EC2 Outage Shows How Much the Net Relies On Amazon
An anonymous reader writes "Much has been written about the recent EC2/EBS outage, but Keir Thomas at PC World has a different take: it's shown how much cutting-edge Internet infrastructure relies on Amazon, and we should be grateful. Quoting: 'Amazon is a personification of the spirit of the Internet, which is one of true democracy, access to the means of distribution, and rapid evolution.'"
An article at O'Reilly comes to a similarly positive conclusion from a different angle.
This article seems to be an apology for Amazon.

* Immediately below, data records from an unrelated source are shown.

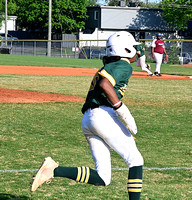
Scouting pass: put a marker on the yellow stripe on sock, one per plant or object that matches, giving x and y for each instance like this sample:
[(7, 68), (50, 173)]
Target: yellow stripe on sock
[(83, 175), (78, 174), (134, 190), (88, 174), (134, 185)]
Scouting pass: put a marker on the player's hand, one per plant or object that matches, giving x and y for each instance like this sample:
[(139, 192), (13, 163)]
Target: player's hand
[(126, 116)]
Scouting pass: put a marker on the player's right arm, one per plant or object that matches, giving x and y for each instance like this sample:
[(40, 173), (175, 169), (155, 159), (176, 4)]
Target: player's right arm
[(120, 107), (109, 91)]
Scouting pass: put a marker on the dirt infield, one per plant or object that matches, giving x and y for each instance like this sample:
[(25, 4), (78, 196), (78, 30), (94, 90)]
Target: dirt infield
[(20, 96)]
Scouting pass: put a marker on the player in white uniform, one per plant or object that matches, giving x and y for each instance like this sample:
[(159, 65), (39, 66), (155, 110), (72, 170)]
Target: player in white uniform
[(141, 59), (158, 48), (101, 125)]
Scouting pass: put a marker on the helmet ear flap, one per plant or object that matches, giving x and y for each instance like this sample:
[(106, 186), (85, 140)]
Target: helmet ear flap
[(121, 44)]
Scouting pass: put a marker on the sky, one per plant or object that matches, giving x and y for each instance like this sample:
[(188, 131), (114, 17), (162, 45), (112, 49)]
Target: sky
[(102, 2)]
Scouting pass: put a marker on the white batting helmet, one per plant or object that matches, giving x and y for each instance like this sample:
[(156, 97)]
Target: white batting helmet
[(121, 44)]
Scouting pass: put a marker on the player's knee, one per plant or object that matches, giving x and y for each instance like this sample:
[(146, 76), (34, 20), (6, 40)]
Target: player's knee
[(106, 178)]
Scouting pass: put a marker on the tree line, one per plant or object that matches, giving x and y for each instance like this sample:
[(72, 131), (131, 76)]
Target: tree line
[(68, 16)]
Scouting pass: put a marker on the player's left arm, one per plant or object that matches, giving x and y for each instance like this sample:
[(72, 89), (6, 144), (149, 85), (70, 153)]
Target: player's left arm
[(120, 107)]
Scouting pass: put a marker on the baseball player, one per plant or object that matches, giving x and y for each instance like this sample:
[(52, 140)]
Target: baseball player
[(158, 48), (101, 125), (141, 59)]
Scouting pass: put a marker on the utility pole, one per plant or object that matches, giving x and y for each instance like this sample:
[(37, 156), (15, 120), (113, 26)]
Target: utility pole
[(49, 30), (6, 23)]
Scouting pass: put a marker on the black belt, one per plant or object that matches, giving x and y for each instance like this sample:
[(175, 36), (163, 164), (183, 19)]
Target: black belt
[(93, 106)]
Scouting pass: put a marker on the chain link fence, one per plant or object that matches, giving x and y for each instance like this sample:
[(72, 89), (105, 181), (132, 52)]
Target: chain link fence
[(179, 51)]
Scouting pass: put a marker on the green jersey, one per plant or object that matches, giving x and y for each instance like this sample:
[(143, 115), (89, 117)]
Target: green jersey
[(140, 48), (118, 73)]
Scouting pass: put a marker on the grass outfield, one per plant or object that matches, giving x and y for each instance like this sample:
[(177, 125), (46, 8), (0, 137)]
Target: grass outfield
[(21, 60), (29, 132)]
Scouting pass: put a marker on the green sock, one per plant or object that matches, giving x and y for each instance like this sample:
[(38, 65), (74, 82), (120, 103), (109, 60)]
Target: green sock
[(79, 174), (134, 184)]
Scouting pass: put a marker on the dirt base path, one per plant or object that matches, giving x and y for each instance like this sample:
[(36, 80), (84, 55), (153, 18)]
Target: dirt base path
[(20, 96)]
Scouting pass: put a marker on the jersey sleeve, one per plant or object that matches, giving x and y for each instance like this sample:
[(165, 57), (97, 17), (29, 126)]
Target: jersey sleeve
[(118, 77)]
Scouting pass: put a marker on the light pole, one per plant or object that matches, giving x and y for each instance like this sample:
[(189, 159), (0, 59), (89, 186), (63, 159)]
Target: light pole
[(49, 30), (6, 23)]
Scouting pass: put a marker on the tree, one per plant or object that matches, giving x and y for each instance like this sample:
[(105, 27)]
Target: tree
[(177, 13), (67, 15)]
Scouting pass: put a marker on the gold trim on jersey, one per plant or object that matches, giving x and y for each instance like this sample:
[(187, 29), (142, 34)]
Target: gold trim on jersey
[(83, 174), (108, 76)]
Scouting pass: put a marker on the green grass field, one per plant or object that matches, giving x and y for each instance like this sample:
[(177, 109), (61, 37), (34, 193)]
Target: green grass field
[(29, 132)]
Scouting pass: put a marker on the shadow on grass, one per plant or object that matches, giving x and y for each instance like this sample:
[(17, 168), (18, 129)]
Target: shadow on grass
[(4, 196)]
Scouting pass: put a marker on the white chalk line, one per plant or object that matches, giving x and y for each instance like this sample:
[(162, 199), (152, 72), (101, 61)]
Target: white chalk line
[(113, 169)]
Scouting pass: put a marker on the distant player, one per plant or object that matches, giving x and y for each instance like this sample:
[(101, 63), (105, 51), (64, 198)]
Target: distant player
[(101, 125), (141, 59), (158, 49)]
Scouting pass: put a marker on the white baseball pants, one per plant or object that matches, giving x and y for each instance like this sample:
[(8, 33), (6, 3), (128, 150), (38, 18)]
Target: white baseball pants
[(158, 59), (103, 130), (141, 63)]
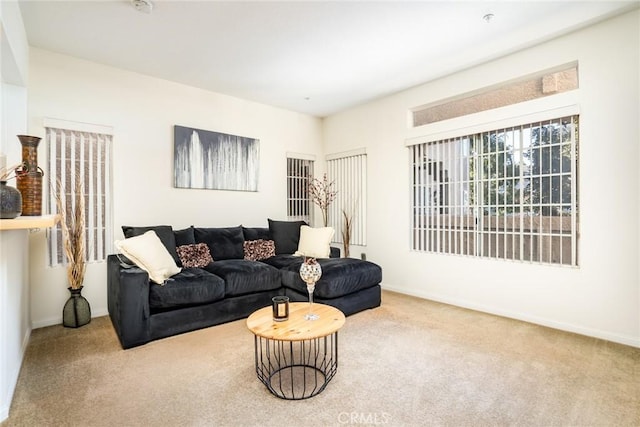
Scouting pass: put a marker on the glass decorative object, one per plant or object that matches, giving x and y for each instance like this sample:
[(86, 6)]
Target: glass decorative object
[(310, 272), (280, 308), (76, 311)]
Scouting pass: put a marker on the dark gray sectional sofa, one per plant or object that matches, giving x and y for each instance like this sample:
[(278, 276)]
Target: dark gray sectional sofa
[(230, 287)]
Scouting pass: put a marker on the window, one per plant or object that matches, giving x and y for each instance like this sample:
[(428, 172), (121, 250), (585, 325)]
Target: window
[(76, 151), (299, 171), (505, 194), (348, 171)]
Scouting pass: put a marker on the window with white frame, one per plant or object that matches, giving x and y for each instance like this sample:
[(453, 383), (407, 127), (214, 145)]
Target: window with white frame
[(507, 193), (299, 172), (348, 171), (78, 151)]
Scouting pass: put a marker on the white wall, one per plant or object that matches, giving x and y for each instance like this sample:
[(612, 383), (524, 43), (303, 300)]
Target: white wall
[(15, 322), (143, 111), (600, 298)]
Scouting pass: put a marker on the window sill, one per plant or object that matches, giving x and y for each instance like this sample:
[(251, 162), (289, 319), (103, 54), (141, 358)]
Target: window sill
[(29, 222)]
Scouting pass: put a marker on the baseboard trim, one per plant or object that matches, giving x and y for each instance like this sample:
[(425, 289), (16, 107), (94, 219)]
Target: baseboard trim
[(567, 327), (51, 321)]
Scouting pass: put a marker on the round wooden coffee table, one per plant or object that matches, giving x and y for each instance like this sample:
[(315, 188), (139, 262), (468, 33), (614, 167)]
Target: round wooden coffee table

Basicly it says "We went down, and took down lots of important stuff. That shows just how important we are and that lots of people use us. Thus, our cloud is a good thing."
The logic of that doesn't quite work.
I agree that it's a useful tool, but there are a lot of things that don't make sense to put in the cloud.
I guess what we should learn from this is to put your failover in separate regions, not separate availability zones?
Big companies, that have decided to put crucial operations on Amazon computers are apt to pay up for the equivalent of computing insurance, analysts say. Netflix, the movie rental site, has become a large customer of the Amazon cloud. Most of its Web technology — customer movie queues, search tools and the like — runs in Amazon data centers.
Netflix said it had sailed through the last couple of days unscathed. “That’s because Netflix has taken full advantage of Amazon Web Services’ redundant cloud architecture,” which insures against technical malfunctions in any one location, said Steve Swasey, a Netflix spokesman.
Sounds like it worked for some.
Totally concur with others pointing out Amazon offers redundancy if you choose to use it.
We had webservers, database (master/slave,) and other services split across usa-east and usa-west.
When usa-east started showing problems, we:
*) Took the usa-east webservers out of round robin DNS (ttl 1hr)
*) Verified the slave (in usa-west) was up to date, shut down the master (usa-east,) and converted the slave to master.
*) Updated all webservers to point to the new master.
*) Cranked up new usa-west webservers / updated round robin DNS
I believe Amazon offers mechanisms to do this automatically or we could just always write our own failover scripts, but this is the tradeoff me made. We were willing to trade some service degradation by switching over manually in exchange for avoiding the pitfalls of false-positive detection. Very much an application specific tradeoff, not for everyone, but it worked for what we are doing.
The key was to avoid putting all eggs in the usa-east basket and splitting up across usa-west, even though we incur additional bandwidth fees, ie master/slave replication transfer is full fee between regions.
We were never concerned about cascading failures effecting multiple availability zones in a give region nor did it matter for us - our redundancy requirement was geographical diversity, not partitions within a datacenter. We were thinking natural disaster, but the architecture covered us in this case as well.
The coolest thing to me is just how quickly we were able to shuffle around these resources to avoid a problem area - a couple of hours. There's no way we could have done it so quickly with what we had before - a combination of our own colocated servers and VPS.
Don't forget the one-click patent. True democracy/spirit of the Internet my ass.